IOL selection for complex aphakia weighs surgical complexity, follow-up needs, and expected stability. Cost, insurance, and possible fine-tuning or adjustments are part of advanced planning.
Reliable distance correction with planned readers for near can simplify routine life. Advanced options may be appropriate for select anatomies or visual demands; simpler stable solutions fit many cases.
Most minor issues are addressed with glasses.

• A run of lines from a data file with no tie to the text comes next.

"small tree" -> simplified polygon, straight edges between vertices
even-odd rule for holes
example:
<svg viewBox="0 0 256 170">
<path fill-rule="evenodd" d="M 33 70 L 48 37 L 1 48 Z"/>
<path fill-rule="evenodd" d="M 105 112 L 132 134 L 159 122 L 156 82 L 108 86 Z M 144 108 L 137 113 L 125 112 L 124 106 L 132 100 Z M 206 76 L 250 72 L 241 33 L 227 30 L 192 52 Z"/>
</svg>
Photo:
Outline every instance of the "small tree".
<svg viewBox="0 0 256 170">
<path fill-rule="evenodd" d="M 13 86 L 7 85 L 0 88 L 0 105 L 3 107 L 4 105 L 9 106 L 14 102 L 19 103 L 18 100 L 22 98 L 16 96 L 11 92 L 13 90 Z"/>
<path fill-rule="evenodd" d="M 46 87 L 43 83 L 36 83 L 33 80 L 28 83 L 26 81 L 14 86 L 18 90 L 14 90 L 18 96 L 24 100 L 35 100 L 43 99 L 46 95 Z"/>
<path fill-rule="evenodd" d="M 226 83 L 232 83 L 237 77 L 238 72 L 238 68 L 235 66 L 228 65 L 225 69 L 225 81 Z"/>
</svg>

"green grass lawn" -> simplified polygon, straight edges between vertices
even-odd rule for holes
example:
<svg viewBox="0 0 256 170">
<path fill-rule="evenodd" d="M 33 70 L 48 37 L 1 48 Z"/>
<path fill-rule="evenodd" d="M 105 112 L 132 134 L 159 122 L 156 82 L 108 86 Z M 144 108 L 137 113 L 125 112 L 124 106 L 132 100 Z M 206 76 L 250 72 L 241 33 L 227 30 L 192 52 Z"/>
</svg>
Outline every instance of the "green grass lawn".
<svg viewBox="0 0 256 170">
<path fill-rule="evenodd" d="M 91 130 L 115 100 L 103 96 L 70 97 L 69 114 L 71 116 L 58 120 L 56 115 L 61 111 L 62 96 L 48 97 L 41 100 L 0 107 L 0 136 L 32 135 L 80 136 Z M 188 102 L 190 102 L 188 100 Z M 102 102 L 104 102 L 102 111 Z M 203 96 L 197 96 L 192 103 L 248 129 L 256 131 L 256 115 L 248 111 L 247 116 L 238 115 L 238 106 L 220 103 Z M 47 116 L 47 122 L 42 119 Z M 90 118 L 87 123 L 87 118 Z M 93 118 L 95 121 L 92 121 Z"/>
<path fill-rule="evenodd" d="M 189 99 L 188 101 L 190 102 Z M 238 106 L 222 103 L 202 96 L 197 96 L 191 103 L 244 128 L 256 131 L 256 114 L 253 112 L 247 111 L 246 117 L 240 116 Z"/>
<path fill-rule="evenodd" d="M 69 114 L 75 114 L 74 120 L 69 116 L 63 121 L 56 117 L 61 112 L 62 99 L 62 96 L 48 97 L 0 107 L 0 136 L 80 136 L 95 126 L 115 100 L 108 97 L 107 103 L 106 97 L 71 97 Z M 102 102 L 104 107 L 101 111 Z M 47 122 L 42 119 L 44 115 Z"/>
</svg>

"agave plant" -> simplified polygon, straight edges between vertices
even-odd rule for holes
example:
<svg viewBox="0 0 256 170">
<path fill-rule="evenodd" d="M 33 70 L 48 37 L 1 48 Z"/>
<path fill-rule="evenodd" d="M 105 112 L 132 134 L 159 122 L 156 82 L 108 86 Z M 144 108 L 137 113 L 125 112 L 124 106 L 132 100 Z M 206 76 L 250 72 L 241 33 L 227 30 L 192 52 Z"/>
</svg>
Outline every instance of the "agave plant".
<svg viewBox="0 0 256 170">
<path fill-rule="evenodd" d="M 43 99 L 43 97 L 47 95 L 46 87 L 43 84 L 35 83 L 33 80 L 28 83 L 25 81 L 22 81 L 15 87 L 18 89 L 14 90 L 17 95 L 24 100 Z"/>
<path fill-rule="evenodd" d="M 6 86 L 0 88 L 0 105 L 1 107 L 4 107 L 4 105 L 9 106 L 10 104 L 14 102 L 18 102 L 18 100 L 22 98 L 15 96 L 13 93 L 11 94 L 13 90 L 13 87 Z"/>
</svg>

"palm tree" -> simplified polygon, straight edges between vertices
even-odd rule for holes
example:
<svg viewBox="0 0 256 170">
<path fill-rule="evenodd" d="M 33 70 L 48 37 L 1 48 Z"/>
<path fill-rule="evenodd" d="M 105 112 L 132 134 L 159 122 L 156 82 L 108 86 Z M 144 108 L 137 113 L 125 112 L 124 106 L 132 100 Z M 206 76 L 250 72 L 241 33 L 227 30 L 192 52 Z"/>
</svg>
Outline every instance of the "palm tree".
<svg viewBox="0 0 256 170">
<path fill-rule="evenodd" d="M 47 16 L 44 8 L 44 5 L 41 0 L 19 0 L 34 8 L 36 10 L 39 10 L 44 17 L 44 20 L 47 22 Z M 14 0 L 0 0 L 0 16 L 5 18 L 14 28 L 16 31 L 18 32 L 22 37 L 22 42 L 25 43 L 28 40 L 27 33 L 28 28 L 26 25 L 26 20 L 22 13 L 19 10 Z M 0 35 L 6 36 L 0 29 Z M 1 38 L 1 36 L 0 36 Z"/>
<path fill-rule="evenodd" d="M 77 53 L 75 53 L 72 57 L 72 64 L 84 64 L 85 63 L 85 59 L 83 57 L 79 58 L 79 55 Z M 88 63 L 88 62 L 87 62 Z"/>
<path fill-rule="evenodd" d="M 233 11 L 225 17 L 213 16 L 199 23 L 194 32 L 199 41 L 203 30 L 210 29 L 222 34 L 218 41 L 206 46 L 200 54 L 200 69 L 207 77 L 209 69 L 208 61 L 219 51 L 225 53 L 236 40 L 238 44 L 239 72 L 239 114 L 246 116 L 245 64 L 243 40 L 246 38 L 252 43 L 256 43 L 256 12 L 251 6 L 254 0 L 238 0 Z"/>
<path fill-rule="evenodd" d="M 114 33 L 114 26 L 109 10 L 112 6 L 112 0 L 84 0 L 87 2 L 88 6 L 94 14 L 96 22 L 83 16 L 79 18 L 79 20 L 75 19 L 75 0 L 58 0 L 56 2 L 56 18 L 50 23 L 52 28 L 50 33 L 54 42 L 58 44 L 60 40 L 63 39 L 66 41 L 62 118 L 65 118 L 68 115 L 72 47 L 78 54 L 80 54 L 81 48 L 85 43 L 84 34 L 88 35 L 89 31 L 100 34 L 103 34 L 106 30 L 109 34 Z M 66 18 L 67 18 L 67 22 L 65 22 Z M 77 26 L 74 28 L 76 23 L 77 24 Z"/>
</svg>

Rarely, laser correction or re-enclavation is needed for visual or mechanical workaround. Proper pre-op evaluation reduces need for further steps.
The PMMA lens is designed for lifelong use. Ongoing exams track corneal health, pupil, and IOL stability for safety. If posterior capsule opacification from a prior lens surgery is present, YAG capsulotomy may be needed if visual axis opacifies.
Coverage varies—some insurance covers secondary IOLs for aphakia, while unique features or complex cases may involve additional fees. Out-of-pocket costs and resources are clarified before surgery.
To align the Artisan Aphakic IOL with daily tasks like driving, computer use, and reading, consider a consultation with a cataract surgeon to review candidacy, trade-offs, and a long-term monitoring plan.
Take the first step toward better vision today! Contact a top cataract surgeon through Specialty Vision to discuss whether the Ophtec Artisan Aphakic IOL is the right option for you. Our listed experts are ready to provide personalized care tailored to your eye health needs.
Looking for information on the Ophtec Artisan Aphakic IOL? Discover how this innovative lens helps restore vision without capsular support.